None other than Gary Hamel, arguably the world’s preeminent authority
of management strategy, cautions against turning to the IT department
for help on some initiatives: “When you want to run a quick experiment,
I tell people don’t go through the IT division because they are
just going to tell you “no,” and it’s going to take forever to get it done.”
It’s hard to change that image when some IT managers come across
like the stereotypical bureaucrats, shuffling paper behind the counter at
the DMV rather than the enablers of innovation who they are.
We all know many IT professionals who spur innovation within their
companies, but the inconvenient truth for some is that they must change
their ways of managing if they want to be leaders in the rapidly changing
enterprise of the 21st century. In the future talent, not title, matters.
In an interview with my colleague Allan Alter (See “Re-Imagining
Management“), Hamel foresees critical business decisions being
made by the “wisdom of the crowd” and not by a handful of executives.
Decision-making will be rendered by the workers in the trenches, those
with the information and know-how. In fact, it’s happening now, and you
needn’t look any further than the ranks of the IT organization.
Since the beginning of the decade, the number of IT managers has
soared by 85 percent, according to government figures. Don’t think of
managers as the traditional hierarchical boss; many of these new managers
don’t manage many people, if any at all, but direct processes and
relationships inside and outside the company. In this Internet age, decisions
must be made quickly for businesses to compete, and employees
with the information are making those decisions.
Even non-managerial employees must know how to make business
decisions. A study by the Society for Information Management shows the
three skills sought by employers for midlevel IT positions—not all carrying
managerial titles—involve managerial proficiencies: planning, budgeting
and schedule; project leadership; and project risk management.
Homa Bahrami, an organizational behaviorist at the University of
California at Berkeley, sees the shift toward the empowered employee
who makes key business decisions as “the true essence of the knowledge
worker: somebody who does the thinking and the doing.”
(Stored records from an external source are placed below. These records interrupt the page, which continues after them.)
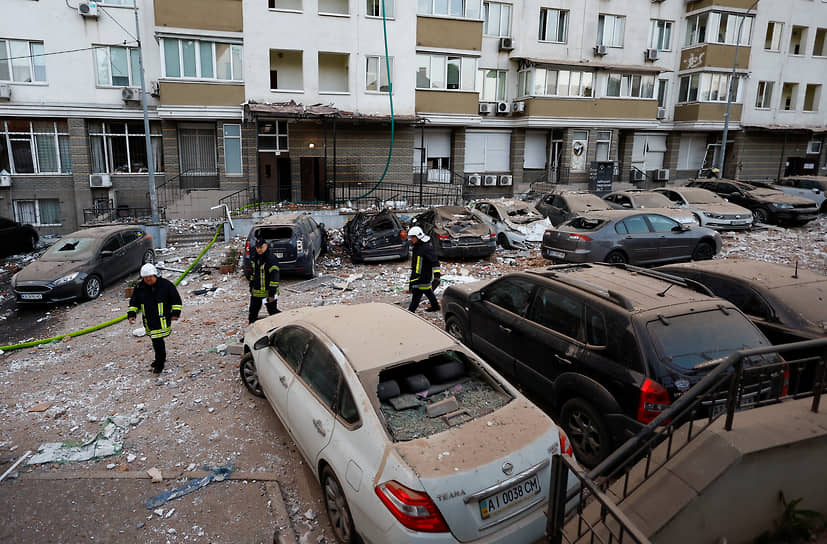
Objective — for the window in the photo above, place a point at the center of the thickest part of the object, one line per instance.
(232, 149)
(496, 19)
(491, 84)
(610, 30)
(468, 9)
(812, 96)
(199, 59)
(553, 25)
(272, 136)
(120, 147)
(42, 212)
(117, 66)
(445, 72)
(630, 85)
(660, 35)
(376, 73)
(763, 98)
(772, 40)
(374, 8)
(22, 61)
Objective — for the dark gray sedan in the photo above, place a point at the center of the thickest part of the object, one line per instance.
(80, 264)
(618, 236)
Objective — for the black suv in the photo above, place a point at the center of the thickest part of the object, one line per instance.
(605, 348)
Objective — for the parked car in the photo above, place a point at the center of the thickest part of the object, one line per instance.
(787, 304)
(514, 221)
(605, 348)
(80, 264)
(559, 207)
(16, 237)
(767, 205)
(295, 239)
(375, 236)
(617, 236)
(412, 437)
(456, 232)
(710, 210)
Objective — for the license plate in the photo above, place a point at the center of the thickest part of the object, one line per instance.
(514, 495)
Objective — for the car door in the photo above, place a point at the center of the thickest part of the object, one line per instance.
(312, 398)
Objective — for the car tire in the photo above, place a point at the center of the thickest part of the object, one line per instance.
(587, 431)
(338, 512)
(704, 251)
(91, 287)
(249, 375)
(616, 257)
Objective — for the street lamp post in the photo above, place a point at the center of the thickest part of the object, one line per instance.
(729, 91)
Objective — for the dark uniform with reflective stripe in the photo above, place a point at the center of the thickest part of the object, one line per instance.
(264, 283)
(158, 304)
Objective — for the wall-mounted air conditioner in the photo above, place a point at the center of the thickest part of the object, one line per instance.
(100, 181)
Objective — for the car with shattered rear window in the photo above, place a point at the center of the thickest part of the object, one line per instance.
(456, 232)
(375, 236)
(412, 437)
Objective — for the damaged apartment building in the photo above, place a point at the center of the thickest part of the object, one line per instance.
(288, 100)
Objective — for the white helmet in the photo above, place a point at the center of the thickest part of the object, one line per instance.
(419, 233)
(148, 270)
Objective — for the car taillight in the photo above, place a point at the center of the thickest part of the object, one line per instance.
(414, 509)
(654, 399)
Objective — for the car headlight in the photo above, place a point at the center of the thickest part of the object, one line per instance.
(67, 278)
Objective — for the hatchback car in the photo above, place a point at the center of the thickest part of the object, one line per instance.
(620, 237)
(606, 348)
(710, 210)
(456, 232)
(80, 264)
(412, 437)
(767, 205)
(375, 236)
(295, 239)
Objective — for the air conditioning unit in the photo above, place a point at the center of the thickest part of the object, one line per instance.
(100, 181)
(88, 9)
(128, 94)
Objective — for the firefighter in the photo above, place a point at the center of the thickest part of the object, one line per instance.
(160, 304)
(264, 280)
(425, 271)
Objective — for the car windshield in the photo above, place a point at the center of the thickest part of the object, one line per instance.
(691, 339)
(72, 249)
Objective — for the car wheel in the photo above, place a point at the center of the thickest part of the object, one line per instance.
(616, 257)
(338, 511)
(249, 375)
(703, 252)
(587, 431)
(91, 287)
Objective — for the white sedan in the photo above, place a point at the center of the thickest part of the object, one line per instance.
(412, 437)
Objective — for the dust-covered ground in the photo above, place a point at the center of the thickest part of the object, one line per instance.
(197, 413)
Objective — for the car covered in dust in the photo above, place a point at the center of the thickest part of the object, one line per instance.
(375, 236)
(412, 437)
(457, 232)
(514, 221)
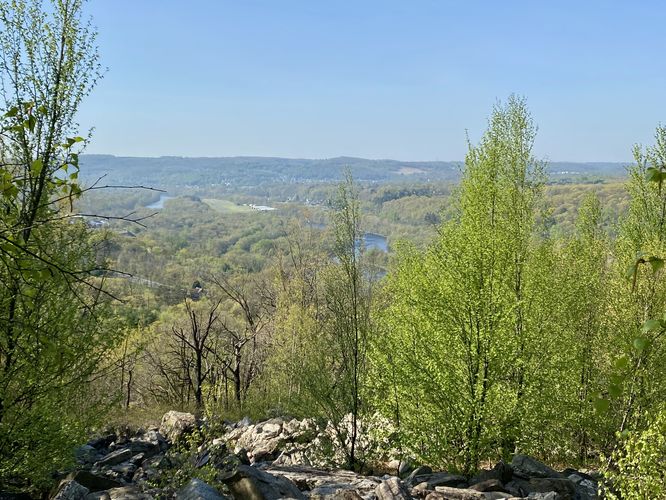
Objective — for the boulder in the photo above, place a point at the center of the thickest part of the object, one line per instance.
(93, 482)
(501, 472)
(326, 483)
(115, 457)
(198, 490)
(488, 485)
(424, 470)
(149, 444)
(431, 481)
(175, 424)
(586, 486)
(563, 488)
(526, 467)
(98, 495)
(128, 493)
(340, 492)
(392, 489)
(254, 484)
(447, 493)
(70, 490)
(86, 454)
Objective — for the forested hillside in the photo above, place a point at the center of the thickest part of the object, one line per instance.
(458, 316)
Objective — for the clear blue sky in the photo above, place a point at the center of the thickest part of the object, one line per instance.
(376, 79)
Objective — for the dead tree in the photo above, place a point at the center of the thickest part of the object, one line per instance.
(196, 341)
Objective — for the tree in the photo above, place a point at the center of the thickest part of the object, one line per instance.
(348, 298)
(457, 327)
(194, 345)
(52, 334)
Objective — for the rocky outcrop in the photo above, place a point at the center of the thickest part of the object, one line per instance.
(175, 424)
(281, 458)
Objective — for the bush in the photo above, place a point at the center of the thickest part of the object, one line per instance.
(640, 463)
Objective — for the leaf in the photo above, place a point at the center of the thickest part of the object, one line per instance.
(31, 122)
(653, 174)
(615, 391)
(36, 167)
(622, 362)
(640, 343)
(631, 270)
(13, 111)
(656, 263)
(651, 325)
(601, 405)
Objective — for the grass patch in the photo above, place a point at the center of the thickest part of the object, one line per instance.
(226, 206)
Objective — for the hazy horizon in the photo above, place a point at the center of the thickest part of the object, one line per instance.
(374, 79)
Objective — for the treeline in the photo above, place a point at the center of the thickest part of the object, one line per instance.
(501, 336)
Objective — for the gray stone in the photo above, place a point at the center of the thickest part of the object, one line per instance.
(440, 479)
(252, 483)
(551, 495)
(527, 467)
(198, 490)
(419, 471)
(502, 472)
(339, 492)
(93, 482)
(70, 490)
(123, 472)
(86, 454)
(445, 492)
(586, 487)
(488, 485)
(98, 495)
(175, 424)
(128, 493)
(392, 489)
(115, 457)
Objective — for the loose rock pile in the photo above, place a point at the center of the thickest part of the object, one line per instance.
(279, 459)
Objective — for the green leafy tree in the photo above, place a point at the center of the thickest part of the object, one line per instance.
(456, 327)
(52, 336)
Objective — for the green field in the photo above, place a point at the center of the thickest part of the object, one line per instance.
(226, 206)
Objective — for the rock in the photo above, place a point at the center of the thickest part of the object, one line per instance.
(445, 492)
(115, 457)
(151, 443)
(586, 486)
(93, 482)
(175, 424)
(340, 492)
(14, 495)
(86, 454)
(526, 468)
(405, 468)
(198, 490)
(324, 483)
(70, 490)
(564, 488)
(98, 495)
(439, 479)
(123, 472)
(102, 442)
(252, 483)
(128, 493)
(242, 456)
(392, 489)
(544, 496)
(502, 472)
(488, 485)
(419, 471)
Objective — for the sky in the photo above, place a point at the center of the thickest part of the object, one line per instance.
(407, 80)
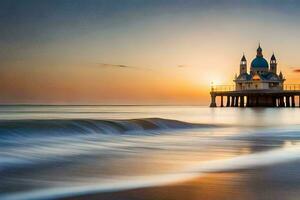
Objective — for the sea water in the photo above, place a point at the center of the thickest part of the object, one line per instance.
(60, 151)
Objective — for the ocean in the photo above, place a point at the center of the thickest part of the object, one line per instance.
(58, 152)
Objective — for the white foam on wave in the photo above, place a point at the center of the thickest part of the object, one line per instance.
(277, 156)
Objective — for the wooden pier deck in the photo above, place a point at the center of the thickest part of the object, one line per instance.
(285, 97)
CIOs must create an environment where the empowered worker can
thrive. They also must educate their corporate colleagues on how Web
2.0 technologies are disrupting the way companies operate. “The challenge
for IT people,” Hamel says, “is to think about how the new technology
of the Web—how things like tagging, social networks. folksonomies,
wikis—can be used to transform the work of management.” Doing so
will get rid of IT’s roadblock rep for good.